PINcover

If you know me, or if you’ve been following my blog…you know Ron and I are currently Funemployed, so our budget for entertainment, decor, holiday celebrations, and pretty much everything else is about…$0.00, give or take.  I’ve always been a pretty frugal person, and I’ll tell you what–there are dozens and dozens of excellent blogs out there that help and guide people towards saving money.  I’m not here to help you save money–I’m here to kick ass, take names, and leave a trail of glitter in my wake.  But I will make it a point to mention if something here is “budget-friendly.”  Like this super adorbs Handprint Spider.

All you need for this l’il guy is…

-heavy white construction paper (computer paper is flimsy and wrinkles when wet)
-black paint (**see note**)
-a paintbrush
-a kid
-glue and googly eyes totally optional but strongly recommended–for Adorability Factor

**You can use black tempera paint, but I don’t recommend it.  Black tempera paint tends to be thin, watery, and makes more of a gray-ish spider.  I used cheap acrylic paint.  I believe it was Craftsmart paint from Michael’s.  Most craft stores have super-cheap paint sales…like 3/$1 or 2/.88 and it’s so much more vibrant and colorful than tempera paint.  Just not washable–so wear old clothes!**

001First, cut the paper down to size (if you wish).  Paint your child’s hand and fingers, but skip the thumb!  Any paintbrush will do, but I’m a makeup junkie and I just happened to have an unused foundation brush laying around…  :::shrug:::

My kid seriously could not understand WHY I wouldn’t paint his thumb.

002Stamp the child’s hand down on the paper nice and firm, and then reapply black paint before you spin the paper around and make a second handprint.

You’ll want to make sure part of the palm overlaps, so you don’t end up with a loooong, funky spider.

After we made two handprints, I had him count how many legs there were.  I explained to him that if I would have painted his thumb, the spider would have an extra leg on each side–giving him 10 legs.  He totally got it, then.  As a mom, it’s cool to see something in your child’s head “click” but as a former Pre-Kindergarten teacher, it gives me major warm fuzzies and brings back a flood of classroom memories.

003You’ll want to let the handprints dry before you add any glue and wiggle eyes.  Acrylic paint dries fairly quick.  We made several handprint spiders, and by the time we got to the last spider, the first one was nearly dry.

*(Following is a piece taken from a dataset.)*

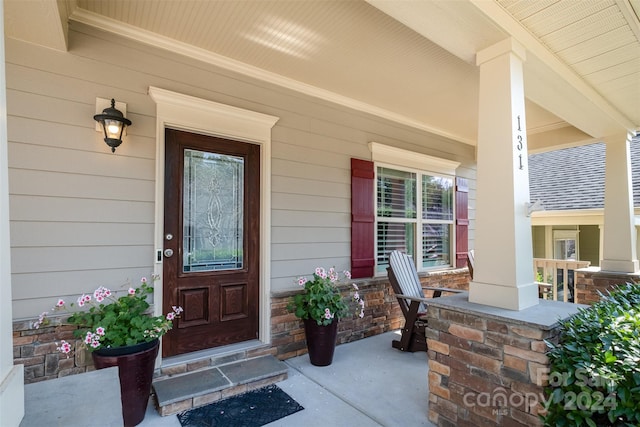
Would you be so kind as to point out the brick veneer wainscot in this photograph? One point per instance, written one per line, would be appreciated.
(36, 348)
(487, 367)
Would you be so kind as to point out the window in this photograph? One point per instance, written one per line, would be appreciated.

As a side note, since acrylic paint has a quick dry time–it would be in your best interest to wash your child’s hand and the paintbrush as soon as you’re done making handprints.  A little hand soap or dish liquid works just fine.

Add two drops of glue–Elmer’s or Tacky glue, whatever you have on hand.  I used Elmer’s.  Gabriel could have done it himself, but he was too caught up in the wonder of googly eyes.

004I freakin’ love googly eyes.  90% of my art projects aren’t complete without googly eyes.

So I added the glue and Gabriel matched up sets of googly eyes in different sizes (math skills-hey!), and then he put them on the dots of glue.

I left them to dry overnight, and the next morning I cut them out and hung them on the wall in the hallway between the family room and the kitchen.

005I’m of the opinion that these l’il guys look WAY cute with huge googly eyes.

This is a fun tradition to start when your children are small.  Every year, their spider handprints will get larger and larger, and someday you’ll appreciate having a collection of handmade Halloween decorations that document your child’s growth.